Cantera Rojilla

La vida sólo puede ser comprendida mirando hacia atrás, pero ha de ser vivida mirando hacia adelante (Sören Kierkegaard). Esta reflexión me lleva al artículo de hoy, comprender lo que ha pasado y aconsejar a los que tienen que marcar el futuro. Esta última temporada ha sido muy complicada, no se conformó una plantilla, faltó continuidad y sobró improvisación. Pese a todo el barco llegó a buen puerto, en gran parte por unos jugadores comprometidos al máximo. Pero cerremos el capítulo de este último año, para agradecer el trabajo realizado en las últimas temporadas, ya que hay que ser valiente para dirigir un club modesto, cuando más cruda era la crisis. Trabajar con el mínimo dinero y con muchas puertas cerradas es de elogiar. Solo se concibe cuando de verdad amas a un club.

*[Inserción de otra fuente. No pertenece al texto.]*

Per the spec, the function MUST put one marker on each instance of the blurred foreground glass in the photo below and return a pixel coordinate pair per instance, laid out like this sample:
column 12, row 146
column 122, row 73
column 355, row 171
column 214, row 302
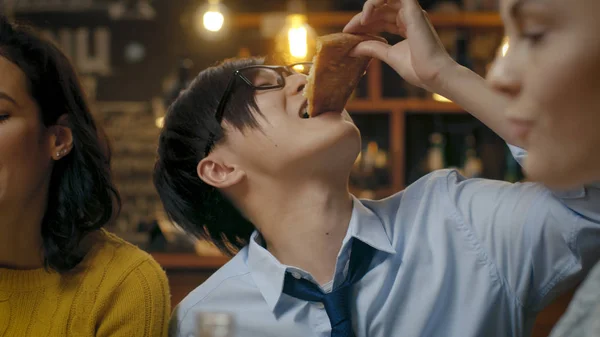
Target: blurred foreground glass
column 215, row 324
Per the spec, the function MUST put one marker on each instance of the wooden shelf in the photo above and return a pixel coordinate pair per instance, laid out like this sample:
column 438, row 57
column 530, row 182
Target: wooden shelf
column 412, row 105
column 340, row 19
column 189, row 261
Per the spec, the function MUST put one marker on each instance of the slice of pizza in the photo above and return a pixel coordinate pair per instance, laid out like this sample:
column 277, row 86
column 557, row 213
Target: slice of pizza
column 335, row 74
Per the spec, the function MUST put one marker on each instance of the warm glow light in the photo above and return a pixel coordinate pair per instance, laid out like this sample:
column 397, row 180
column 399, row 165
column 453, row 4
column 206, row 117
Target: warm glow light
column 160, row 122
column 213, row 20
column 505, row 46
column 298, row 36
column 441, row 98
column 299, row 68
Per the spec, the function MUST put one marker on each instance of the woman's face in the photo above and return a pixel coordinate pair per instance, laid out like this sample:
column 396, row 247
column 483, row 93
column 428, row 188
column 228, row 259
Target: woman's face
column 552, row 72
column 25, row 144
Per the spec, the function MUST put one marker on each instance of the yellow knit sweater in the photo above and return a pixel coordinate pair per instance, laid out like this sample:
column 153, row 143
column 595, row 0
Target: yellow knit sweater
column 117, row 290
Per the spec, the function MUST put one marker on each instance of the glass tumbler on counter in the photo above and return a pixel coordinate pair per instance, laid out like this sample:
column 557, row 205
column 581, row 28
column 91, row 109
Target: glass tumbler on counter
column 215, row 324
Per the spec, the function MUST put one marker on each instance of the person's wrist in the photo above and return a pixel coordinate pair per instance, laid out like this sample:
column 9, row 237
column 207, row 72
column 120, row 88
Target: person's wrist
column 448, row 70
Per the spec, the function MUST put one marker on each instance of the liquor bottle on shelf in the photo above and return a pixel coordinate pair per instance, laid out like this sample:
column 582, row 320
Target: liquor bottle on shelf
column 473, row 166
column 512, row 167
column 462, row 56
column 435, row 156
column 215, row 324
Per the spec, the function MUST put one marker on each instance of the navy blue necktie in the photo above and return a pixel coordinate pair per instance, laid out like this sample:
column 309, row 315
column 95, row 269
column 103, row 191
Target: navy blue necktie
column 337, row 303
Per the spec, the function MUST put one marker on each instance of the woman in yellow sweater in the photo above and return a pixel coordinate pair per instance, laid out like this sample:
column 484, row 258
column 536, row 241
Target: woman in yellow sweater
column 61, row 274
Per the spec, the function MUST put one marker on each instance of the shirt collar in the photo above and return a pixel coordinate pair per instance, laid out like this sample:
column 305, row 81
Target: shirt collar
column 268, row 273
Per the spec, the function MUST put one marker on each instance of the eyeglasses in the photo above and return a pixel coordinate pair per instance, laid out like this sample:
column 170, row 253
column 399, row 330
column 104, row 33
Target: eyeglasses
column 258, row 77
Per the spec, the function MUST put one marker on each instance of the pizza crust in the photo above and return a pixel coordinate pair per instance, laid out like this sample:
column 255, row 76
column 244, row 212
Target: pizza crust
column 335, row 74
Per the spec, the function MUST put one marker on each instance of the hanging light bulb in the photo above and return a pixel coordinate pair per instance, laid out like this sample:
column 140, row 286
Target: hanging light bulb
column 213, row 19
column 296, row 39
column 210, row 18
column 298, row 36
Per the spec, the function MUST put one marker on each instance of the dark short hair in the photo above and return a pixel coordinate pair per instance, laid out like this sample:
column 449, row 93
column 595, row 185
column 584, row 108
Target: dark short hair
column 197, row 207
column 82, row 197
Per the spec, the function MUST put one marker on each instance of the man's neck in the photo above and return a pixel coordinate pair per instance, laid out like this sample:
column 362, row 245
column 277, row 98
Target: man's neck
column 21, row 240
column 303, row 225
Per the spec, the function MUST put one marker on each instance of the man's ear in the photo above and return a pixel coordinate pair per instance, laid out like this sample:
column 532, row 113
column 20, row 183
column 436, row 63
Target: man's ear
column 61, row 138
column 215, row 172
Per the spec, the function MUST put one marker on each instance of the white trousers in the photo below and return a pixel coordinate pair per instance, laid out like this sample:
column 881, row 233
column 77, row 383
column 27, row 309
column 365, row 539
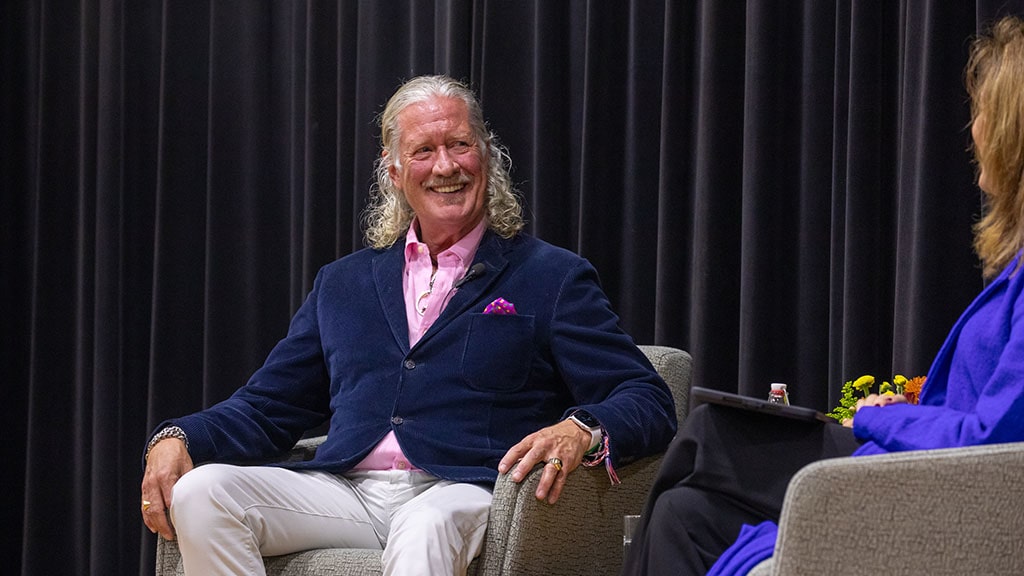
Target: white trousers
column 227, row 518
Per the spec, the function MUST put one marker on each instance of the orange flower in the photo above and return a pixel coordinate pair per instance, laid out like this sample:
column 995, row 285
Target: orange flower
column 911, row 389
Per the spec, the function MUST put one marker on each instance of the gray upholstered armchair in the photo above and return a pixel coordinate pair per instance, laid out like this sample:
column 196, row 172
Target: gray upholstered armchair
column 951, row 511
column 581, row 534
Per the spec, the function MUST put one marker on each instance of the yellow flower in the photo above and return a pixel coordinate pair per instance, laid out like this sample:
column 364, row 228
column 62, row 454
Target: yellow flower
column 863, row 383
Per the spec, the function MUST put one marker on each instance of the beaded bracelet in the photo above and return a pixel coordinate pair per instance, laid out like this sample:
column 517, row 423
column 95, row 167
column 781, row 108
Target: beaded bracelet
column 599, row 454
column 169, row 432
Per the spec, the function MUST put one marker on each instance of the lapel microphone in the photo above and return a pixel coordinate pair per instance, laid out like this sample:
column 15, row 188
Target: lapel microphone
column 474, row 272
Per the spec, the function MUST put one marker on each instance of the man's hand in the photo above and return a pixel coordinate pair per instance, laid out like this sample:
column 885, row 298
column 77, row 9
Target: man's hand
column 564, row 442
column 167, row 461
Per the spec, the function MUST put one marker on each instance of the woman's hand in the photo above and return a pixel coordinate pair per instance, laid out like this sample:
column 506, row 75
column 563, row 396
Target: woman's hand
column 880, row 400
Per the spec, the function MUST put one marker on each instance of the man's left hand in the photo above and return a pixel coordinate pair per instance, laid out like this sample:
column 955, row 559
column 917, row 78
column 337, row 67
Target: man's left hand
column 565, row 443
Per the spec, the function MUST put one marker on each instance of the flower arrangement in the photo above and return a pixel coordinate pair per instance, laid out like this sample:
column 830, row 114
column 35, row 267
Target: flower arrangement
column 855, row 389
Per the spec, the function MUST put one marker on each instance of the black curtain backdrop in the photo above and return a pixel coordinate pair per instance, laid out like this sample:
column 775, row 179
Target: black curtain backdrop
column 782, row 189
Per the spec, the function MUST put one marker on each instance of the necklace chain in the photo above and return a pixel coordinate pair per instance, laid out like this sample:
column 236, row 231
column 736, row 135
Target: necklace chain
column 421, row 306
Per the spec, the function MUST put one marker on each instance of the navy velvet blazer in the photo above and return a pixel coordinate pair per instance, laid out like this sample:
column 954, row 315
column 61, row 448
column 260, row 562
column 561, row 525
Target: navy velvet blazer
column 471, row 387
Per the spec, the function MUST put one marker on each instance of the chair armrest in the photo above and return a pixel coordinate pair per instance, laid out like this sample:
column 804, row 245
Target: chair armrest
column 582, row 533
column 956, row 510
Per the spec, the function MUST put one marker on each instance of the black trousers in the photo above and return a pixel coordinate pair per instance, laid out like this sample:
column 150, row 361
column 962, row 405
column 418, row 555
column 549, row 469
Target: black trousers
column 725, row 467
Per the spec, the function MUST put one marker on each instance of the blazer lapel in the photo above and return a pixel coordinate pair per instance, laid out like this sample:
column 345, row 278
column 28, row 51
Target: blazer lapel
column 387, row 270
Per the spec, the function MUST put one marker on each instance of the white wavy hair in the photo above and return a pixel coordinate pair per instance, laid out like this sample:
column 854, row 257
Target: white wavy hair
column 388, row 214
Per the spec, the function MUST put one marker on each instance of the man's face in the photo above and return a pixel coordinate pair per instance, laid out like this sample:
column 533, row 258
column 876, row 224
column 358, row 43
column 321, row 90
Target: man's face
column 442, row 173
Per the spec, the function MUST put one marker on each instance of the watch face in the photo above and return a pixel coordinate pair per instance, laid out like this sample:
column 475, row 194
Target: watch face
column 586, row 418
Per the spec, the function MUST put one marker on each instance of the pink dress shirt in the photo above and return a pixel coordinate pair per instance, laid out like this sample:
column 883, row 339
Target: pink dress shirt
column 426, row 292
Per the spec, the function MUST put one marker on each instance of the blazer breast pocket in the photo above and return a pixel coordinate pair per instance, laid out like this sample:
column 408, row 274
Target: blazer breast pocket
column 499, row 352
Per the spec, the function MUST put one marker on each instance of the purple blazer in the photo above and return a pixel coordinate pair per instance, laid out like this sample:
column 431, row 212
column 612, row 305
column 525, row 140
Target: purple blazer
column 471, row 387
column 975, row 388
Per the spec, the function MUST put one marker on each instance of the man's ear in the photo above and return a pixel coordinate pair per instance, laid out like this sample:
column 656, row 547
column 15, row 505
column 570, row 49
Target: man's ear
column 392, row 170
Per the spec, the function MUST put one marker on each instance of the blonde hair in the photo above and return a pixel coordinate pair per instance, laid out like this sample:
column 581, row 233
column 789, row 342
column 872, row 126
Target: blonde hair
column 994, row 81
column 388, row 214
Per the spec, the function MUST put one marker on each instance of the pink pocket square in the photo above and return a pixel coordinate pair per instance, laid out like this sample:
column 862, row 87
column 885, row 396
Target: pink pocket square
column 501, row 305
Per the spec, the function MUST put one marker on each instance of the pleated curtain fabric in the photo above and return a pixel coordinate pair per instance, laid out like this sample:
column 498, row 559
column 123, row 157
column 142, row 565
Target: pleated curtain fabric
column 782, row 189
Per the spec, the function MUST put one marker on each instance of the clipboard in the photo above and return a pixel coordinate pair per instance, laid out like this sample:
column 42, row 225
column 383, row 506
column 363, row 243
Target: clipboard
column 699, row 395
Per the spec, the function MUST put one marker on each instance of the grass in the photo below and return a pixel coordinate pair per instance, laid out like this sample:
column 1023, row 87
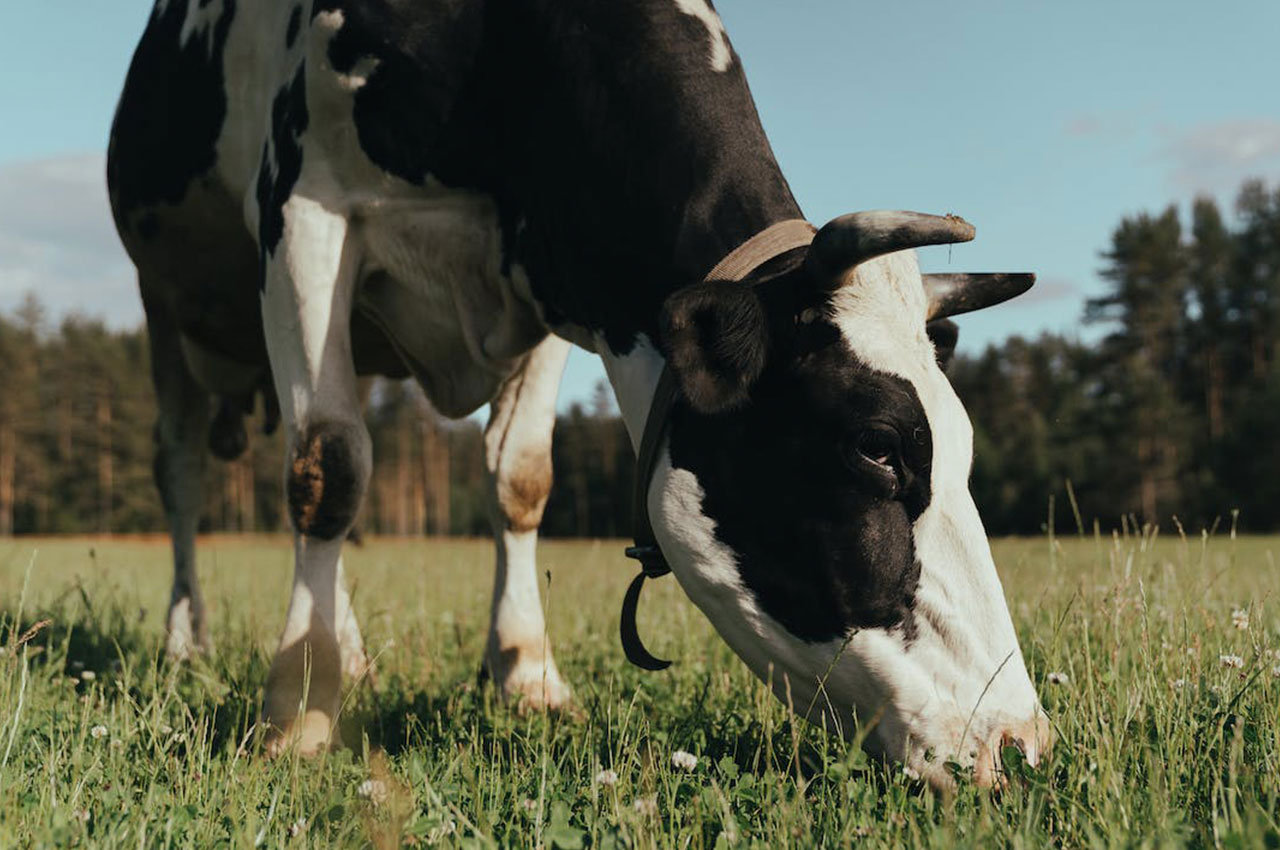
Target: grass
column 105, row 745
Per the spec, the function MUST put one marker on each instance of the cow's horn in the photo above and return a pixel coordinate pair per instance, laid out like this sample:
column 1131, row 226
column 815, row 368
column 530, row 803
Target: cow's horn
column 854, row 238
column 950, row 295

Se acaba una etapa, pero comienza otra y puestos a soñar, entiendo que lo primero es recuperar la idiosincrasia de un club modesto, que soñó un día con un lema “La Roteña, una gran familia”. Apartarse del camino del ordena y mando, para volver a tus raíces, la de aunar todas las voluntades. La de tomar decisiones de forma consensuada y no a golpe de autoritarismo. Compensar los esfuerzos de todos y que todos se sientan útiles. La de mirar a la cara a tu compañero, para hablar, incluso para discutir. Quiero un futuro limpio, con un aire despejado, con el respeto por bandera, donde todos los que sienten estos colores, vean a su club como su casa. Abrir las puertas a quienes se marcharon y cerrarlas a quien no quiera ser compañeros de este viaje. No será fácil esta nueva andadura, ya que si miro hacia atrás, veo que la egolatría, al final ha podido con el amor a unos colores. Se ha dinamitado en todo lo posible la labor de los que llegan, con acusaciones, malos modos y falsedades. Cartas de libertad de forma indiscriminada, que nadie sabía el porqué, tan solo ha bastado la palabra de una persona. La información sesgada hacia un entrenador, al que supuestamente no se le iba a renovar, en este apartado ha habido maldad y falta de compromiso de quien recibía la información, ya que esto jamás estuvo en la hoja de ruta de los que a partir de ahora, tomarán las riendas. Las descalificaciones para muchos, que no compartieron que” las decisiones de todo, las tomara el mismo”. Como este que os escribe y a quien se le intentó “echar a la calle”, era mejor silenciar. Estos años han sido como la célebre película “El día de la marmota”, un bucle de situaciones previsibles. Por eso hoy, que por fin me siento libre al escribir sobre este tema, no quiero entorpecer más tu labor, amigo Manolo, te deseo lo mejor, aléjate de los que te adulen y te regalen el oído, pero sobre todo, recuerda el lema de todos los rojillos. Si no te has enterado del mensaje, no te preocupes, este es un pequeño dislate, a partir de ahora retomaré mi retórica, para resumir cada uno de los momentos pasados y presentes.